Lifetime transfers: specific lifetime reliefs: shares and securities: changes in shareholdings
One of the conditions for relief is that the transferred asset is retained by the transferee (or their spouse or civil partner (IHTM11032)) until the death of the transferor or an earlier qualifying sale.
So the relief could be lost if the asset consists of a holding of shares which becomes a different holding, as a result of a reorganisation of share capital for example. IHTA/S135 preserves relief if the ‘new’ holding results from a transaction to which TCGA92/S127 applies or would apply but for TCGA92/S134
Broadly, this covers
- a reorganisation of share capital within TCGA92/S126(1)

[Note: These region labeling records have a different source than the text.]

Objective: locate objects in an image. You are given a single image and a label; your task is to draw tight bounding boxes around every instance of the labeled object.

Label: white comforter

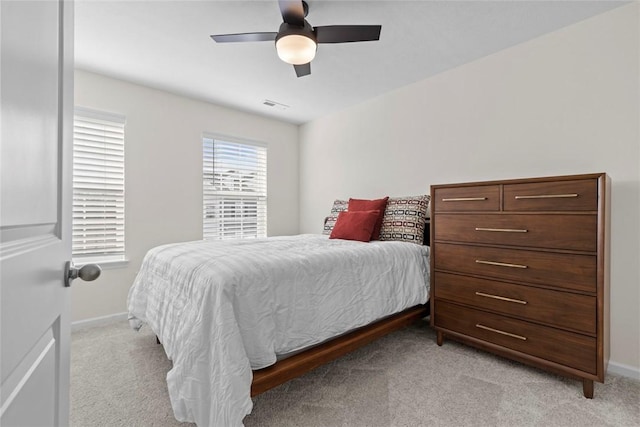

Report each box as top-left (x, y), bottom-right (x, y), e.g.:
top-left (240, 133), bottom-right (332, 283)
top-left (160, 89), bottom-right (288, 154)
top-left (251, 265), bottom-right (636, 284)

top-left (128, 235), bottom-right (429, 426)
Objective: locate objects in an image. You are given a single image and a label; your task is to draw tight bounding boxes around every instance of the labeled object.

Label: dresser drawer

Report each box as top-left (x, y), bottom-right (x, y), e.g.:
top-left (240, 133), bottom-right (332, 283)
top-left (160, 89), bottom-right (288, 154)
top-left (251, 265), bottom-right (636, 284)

top-left (504, 179), bottom-right (598, 211)
top-left (435, 300), bottom-right (597, 374)
top-left (433, 243), bottom-right (597, 292)
top-left (433, 185), bottom-right (500, 212)
top-left (434, 272), bottom-right (596, 335)
top-left (434, 214), bottom-right (598, 252)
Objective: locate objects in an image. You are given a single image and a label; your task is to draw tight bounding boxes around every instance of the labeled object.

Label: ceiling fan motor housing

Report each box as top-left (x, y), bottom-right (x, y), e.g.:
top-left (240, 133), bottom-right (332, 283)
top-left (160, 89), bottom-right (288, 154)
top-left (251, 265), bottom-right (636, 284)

top-left (276, 19), bottom-right (318, 45)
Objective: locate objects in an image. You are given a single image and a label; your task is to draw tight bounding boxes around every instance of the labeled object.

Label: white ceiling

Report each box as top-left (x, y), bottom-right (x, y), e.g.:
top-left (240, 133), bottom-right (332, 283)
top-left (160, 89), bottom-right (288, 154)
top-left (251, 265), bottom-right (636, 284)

top-left (75, 0), bottom-right (626, 124)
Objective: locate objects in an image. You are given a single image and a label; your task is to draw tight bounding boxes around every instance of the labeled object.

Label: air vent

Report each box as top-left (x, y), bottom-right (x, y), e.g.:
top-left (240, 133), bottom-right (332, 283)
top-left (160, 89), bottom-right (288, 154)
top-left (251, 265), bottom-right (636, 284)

top-left (262, 99), bottom-right (289, 110)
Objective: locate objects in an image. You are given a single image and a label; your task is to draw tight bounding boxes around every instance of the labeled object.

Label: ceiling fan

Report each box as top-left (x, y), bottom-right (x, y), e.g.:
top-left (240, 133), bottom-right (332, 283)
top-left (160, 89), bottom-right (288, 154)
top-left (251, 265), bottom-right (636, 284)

top-left (211, 0), bottom-right (382, 77)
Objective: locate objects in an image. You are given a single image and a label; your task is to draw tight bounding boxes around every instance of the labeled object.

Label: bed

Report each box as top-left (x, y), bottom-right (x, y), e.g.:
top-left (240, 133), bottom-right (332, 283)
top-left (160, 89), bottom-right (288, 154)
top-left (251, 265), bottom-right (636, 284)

top-left (128, 199), bottom-right (429, 426)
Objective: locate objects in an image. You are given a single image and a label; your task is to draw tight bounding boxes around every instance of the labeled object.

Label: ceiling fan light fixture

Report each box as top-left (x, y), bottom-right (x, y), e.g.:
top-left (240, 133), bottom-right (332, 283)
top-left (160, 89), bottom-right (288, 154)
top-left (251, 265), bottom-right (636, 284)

top-left (276, 34), bottom-right (318, 65)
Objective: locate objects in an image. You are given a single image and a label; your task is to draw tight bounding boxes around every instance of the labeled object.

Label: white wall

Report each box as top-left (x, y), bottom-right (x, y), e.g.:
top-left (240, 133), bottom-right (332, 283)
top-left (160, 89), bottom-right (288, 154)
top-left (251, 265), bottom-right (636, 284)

top-left (72, 70), bottom-right (299, 321)
top-left (300, 3), bottom-right (640, 373)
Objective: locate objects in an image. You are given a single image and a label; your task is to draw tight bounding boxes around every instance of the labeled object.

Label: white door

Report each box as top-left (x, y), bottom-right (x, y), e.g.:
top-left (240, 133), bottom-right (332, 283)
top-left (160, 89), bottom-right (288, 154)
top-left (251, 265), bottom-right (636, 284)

top-left (0, 0), bottom-right (73, 427)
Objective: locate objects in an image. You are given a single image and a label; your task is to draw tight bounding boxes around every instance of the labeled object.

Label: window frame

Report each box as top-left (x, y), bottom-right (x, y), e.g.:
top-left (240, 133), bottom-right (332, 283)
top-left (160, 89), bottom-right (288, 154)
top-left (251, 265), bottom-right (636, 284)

top-left (71, 106), bottom-right (129, 268)
top-left (200, 132), bottom-right (268, 241)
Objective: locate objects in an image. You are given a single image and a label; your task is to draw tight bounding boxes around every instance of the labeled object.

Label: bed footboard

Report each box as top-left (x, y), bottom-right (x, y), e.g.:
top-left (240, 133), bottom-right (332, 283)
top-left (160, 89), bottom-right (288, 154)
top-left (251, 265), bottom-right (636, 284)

top-left (251, 303), bottom-right (429, 397)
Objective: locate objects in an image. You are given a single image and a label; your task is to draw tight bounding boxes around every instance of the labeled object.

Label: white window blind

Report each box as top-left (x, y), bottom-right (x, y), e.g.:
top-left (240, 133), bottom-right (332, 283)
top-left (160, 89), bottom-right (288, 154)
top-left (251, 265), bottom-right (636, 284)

top-left (72, 107), bottom-right (125, 261)
top-left (202, 136), bottom-right (267, 240)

- a conversion of securities within TCGA92/S132
- the issue of shares or debentures in exchange for the shares or debentures of another company in circumstances such that TCGA92/S135 applies
- the issue of shares under an arrangement within TCGA92/S136, which deals with reconstructions and amalgamations
- transactions corresponding to the above in respect of unit trust schemes - TCGA92/S99.
When TCGA92/S135 applies,
- treat the original holding and the new holding as the same asset
- if the transferee (or their spouse or civil partner) provided any consideration for the new holding, reduce the market value at the date of death or sale by the amount of the consideration.
Clarissa transfers 20,000 shares in GHI Plc to her daughter Anna on 5 November 2011. The shares were valued at £20,000. On 1 March 2012 Anna took up a 1 for 2 rights issue at £1 per share, paying £10,000. She now had a new holding of 30,000 shares in GHI Plc valued at £30,000.
On 30 July 2012 Anna sold the holding of 30,000 shares for £25,000. Clarissa died on 1 December 2012 and Inheritance Tax (IHT) is payable on the gift of the shares.
For fall in value relief the value of the shares at the date of sale (£25,000) is reduced by the consideration paid by Anna (£10,000) to £15,000. The fall in value is £5,000.